Diverson Mlozi

Personal information
- Full name: Diverson Agogo Mlozi
- Date of birth: 13 September 1988 (age 36)
- Place of birth: Blantyre, Malawi
- Position(s): Striker

Team information
- Current team: Big Bullets FC

Youth career
- MAICC FC

Senior career*
- Years: Team / Apps / (Gls)
- 2007–2008: MAICC FC /  / (?)
- 2008–2014: Big Bullets FC / ? / (?)
- 2014–2016: Malanti Chiefs / ? / (?)
- 2016–2017: Big Bullets FC / ?

International career
- 2009–: Malawi / 1 / (0)

= Diverson Mlozi =

Malawian footballer

Diverson Mlozi (born 13 September 1989) is a Malawian footballer, who currently plays for Big Bullets FC in Super League of Malawi.

== Club career ==
Diverson Mlozi debuted as a soccer player in 2008 with Big Bullets FC, a club in which he remains to date.
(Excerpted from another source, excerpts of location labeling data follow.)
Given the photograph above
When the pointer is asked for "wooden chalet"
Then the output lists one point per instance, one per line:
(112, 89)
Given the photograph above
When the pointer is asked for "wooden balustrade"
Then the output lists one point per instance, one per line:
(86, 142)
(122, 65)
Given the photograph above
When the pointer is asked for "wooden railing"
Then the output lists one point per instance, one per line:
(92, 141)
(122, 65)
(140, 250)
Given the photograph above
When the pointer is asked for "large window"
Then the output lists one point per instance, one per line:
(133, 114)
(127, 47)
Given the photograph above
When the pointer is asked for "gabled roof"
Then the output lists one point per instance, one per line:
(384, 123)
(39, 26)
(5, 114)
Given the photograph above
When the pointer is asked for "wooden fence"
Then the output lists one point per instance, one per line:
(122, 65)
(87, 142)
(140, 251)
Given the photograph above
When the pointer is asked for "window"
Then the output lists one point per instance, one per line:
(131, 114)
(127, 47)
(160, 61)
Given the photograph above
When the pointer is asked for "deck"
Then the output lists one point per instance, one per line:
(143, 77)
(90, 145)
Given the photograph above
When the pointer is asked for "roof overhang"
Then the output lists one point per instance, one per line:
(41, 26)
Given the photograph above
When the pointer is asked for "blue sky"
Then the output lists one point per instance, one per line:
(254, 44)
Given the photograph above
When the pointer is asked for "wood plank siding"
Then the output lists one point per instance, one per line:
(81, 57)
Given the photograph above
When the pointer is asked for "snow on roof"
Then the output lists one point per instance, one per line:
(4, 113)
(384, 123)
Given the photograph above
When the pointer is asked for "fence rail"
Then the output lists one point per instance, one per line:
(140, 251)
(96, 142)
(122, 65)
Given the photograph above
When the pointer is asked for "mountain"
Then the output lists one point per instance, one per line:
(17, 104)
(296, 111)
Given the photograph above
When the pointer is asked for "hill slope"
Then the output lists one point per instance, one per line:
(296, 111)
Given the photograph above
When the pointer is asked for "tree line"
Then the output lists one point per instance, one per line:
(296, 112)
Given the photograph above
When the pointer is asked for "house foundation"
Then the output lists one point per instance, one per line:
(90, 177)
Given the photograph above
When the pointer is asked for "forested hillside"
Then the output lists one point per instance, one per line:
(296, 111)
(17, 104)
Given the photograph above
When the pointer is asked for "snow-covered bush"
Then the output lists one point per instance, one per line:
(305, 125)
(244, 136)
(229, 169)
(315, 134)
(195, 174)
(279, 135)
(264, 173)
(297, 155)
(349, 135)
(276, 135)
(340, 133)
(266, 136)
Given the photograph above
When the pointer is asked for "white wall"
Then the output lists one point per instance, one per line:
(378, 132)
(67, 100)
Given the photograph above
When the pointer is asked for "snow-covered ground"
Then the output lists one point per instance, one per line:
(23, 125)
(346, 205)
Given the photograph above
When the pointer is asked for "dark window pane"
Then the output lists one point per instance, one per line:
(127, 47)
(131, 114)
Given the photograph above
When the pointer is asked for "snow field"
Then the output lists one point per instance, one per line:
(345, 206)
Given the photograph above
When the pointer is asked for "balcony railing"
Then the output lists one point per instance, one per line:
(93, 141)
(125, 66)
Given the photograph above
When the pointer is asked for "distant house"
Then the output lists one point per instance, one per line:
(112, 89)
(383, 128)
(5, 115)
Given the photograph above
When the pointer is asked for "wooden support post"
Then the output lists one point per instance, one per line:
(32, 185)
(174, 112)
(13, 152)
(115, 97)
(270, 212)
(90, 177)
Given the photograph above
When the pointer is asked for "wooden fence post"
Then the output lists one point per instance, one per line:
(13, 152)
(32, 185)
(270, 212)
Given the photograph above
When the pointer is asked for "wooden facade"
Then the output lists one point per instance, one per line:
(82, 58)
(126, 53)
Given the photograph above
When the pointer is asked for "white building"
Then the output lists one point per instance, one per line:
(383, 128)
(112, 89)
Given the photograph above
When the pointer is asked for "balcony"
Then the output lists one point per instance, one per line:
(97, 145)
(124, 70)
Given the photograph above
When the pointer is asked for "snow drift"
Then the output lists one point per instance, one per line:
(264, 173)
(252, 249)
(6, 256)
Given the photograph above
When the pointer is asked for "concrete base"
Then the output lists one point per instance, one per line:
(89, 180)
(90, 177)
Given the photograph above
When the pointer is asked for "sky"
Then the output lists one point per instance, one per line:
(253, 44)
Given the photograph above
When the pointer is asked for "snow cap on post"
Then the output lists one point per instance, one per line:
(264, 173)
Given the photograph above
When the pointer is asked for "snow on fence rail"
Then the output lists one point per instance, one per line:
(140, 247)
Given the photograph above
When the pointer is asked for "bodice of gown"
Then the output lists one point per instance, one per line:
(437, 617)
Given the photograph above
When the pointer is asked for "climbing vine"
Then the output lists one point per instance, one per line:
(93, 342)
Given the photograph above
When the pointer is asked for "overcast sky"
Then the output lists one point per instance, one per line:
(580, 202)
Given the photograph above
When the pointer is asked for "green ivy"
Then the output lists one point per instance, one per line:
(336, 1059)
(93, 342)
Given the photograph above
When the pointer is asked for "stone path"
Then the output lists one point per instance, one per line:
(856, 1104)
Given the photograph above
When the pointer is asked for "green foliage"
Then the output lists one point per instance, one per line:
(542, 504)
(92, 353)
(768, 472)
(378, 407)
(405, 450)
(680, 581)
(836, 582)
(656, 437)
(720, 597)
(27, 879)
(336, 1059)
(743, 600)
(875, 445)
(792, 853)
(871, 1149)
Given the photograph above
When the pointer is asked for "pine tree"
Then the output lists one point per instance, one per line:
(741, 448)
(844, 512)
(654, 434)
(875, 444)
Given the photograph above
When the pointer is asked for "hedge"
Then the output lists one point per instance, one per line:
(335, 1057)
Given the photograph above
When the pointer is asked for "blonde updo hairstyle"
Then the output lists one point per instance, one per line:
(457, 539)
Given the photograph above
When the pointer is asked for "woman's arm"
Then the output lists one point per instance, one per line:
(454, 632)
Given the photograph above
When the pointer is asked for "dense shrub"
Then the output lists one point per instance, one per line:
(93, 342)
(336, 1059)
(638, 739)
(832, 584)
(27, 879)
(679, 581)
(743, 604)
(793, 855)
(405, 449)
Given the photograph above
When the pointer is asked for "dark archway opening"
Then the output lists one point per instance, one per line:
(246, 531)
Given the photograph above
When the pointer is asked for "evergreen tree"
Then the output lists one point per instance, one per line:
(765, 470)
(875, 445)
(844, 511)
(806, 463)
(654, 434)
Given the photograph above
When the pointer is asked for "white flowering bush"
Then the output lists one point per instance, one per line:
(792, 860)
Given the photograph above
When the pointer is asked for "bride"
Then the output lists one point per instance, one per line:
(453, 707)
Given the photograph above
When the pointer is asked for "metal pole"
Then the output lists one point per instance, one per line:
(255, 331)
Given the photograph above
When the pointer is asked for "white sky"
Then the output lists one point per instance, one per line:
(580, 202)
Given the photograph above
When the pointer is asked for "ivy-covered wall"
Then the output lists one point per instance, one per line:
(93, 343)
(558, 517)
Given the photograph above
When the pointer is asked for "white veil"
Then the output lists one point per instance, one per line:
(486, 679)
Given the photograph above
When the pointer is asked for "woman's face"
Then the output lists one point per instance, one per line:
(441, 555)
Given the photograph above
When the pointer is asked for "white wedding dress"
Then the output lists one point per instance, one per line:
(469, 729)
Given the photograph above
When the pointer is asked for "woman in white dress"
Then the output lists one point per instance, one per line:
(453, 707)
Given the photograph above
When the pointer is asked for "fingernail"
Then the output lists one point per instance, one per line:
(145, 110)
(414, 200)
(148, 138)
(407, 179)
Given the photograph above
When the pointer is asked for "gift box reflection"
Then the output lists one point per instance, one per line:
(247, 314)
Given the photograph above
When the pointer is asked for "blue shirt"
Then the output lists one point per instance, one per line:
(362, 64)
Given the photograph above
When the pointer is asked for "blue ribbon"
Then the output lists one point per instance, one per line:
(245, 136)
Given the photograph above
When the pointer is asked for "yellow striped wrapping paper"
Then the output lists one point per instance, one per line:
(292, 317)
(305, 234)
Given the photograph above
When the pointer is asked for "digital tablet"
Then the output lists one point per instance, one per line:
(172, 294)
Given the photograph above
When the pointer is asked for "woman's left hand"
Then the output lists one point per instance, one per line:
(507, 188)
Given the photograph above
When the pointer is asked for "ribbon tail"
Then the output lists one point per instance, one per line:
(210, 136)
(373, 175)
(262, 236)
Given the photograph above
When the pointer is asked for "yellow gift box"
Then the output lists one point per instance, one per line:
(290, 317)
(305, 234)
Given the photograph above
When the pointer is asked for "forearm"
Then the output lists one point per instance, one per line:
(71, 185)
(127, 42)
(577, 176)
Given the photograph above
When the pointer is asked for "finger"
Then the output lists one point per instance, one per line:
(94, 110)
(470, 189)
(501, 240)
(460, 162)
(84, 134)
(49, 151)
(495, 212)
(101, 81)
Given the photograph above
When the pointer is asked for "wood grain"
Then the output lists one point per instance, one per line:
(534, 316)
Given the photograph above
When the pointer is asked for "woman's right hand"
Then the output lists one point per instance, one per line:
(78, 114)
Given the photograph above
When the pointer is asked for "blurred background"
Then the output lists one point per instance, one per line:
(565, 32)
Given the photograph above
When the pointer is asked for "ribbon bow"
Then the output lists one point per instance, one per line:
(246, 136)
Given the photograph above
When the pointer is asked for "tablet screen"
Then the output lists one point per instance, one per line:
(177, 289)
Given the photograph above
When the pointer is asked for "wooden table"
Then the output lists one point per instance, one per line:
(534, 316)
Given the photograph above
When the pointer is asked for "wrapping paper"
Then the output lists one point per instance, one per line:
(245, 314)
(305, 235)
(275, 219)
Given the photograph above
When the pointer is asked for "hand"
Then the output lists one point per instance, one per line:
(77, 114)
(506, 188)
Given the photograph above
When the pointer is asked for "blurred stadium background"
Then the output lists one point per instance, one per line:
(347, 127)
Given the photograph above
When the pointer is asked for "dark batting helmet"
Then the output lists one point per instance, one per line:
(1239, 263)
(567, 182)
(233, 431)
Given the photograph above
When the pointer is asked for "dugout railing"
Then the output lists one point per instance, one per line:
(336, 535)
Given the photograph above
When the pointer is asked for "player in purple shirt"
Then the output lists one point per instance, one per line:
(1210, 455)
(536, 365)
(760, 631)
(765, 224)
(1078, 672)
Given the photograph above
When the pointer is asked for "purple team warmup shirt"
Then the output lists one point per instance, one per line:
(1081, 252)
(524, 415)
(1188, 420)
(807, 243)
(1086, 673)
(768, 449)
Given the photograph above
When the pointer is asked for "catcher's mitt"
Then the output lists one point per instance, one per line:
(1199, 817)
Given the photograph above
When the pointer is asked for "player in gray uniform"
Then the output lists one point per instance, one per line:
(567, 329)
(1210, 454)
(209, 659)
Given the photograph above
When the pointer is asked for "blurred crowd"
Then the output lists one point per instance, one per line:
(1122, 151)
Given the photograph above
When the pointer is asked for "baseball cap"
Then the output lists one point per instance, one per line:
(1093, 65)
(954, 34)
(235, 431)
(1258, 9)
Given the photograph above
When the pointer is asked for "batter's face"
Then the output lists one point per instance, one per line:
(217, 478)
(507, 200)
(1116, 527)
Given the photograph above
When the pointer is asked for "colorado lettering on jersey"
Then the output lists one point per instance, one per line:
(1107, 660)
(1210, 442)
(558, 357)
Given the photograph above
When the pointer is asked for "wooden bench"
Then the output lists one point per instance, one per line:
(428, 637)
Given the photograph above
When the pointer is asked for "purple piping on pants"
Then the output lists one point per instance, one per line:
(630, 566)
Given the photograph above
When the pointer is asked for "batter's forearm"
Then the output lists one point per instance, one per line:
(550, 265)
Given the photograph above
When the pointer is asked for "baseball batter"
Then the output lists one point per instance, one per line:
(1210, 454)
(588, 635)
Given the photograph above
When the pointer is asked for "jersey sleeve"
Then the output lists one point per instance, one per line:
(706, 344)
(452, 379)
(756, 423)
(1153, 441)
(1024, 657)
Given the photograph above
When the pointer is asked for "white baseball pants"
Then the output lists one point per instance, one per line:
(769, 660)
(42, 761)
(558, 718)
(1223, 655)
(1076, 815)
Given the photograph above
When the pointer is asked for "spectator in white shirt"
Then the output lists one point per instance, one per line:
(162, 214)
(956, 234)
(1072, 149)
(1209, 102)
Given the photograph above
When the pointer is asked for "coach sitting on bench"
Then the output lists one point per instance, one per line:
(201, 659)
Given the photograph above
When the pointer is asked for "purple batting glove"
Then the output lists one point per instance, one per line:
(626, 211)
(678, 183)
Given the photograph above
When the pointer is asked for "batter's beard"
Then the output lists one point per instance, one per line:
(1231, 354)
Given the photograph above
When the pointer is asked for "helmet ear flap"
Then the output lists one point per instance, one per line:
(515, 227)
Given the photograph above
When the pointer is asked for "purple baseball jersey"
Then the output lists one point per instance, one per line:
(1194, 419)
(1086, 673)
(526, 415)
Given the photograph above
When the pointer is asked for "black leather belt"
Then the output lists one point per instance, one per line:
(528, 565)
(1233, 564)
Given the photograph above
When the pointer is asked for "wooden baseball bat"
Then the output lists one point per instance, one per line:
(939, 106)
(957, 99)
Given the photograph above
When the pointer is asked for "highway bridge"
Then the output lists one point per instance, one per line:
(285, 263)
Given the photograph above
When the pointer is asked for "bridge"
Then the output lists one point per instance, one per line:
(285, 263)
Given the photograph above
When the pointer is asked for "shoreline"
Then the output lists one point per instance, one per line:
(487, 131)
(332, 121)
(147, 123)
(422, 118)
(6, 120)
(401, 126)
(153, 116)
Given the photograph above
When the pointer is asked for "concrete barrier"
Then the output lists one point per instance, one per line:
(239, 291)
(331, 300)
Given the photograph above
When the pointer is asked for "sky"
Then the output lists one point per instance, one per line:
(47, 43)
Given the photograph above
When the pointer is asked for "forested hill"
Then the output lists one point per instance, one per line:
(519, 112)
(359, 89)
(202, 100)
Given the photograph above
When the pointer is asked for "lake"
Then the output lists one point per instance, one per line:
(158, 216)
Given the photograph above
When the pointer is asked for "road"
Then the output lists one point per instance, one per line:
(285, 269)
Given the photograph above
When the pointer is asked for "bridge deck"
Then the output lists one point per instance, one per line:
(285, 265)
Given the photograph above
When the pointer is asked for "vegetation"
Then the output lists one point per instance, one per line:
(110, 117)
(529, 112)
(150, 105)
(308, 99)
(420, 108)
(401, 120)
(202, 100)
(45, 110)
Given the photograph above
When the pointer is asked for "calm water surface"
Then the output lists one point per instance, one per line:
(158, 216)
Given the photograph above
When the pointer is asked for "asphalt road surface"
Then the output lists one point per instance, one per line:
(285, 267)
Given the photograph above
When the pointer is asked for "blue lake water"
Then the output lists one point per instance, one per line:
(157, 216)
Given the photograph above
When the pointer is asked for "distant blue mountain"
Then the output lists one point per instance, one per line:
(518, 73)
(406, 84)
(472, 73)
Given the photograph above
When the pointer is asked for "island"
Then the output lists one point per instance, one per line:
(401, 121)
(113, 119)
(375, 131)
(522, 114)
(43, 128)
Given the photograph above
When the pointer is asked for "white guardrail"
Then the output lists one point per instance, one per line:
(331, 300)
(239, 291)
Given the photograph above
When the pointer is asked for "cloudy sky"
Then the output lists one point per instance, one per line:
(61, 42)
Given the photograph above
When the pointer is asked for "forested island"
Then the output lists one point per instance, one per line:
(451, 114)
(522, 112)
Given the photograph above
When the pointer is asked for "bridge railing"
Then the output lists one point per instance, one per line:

The same year of his debut he managed to be the top scorer in the league with 14 goals. In 2012, he won the Carlsberg Charity Cup and the Presidential Cup with the club.

He signed for Malanti Chiefs in September 2014.

In 2016, return home to join Big Bullets.

== International career ==
He was capped once by the Malawi national football team, playing the game in 2009.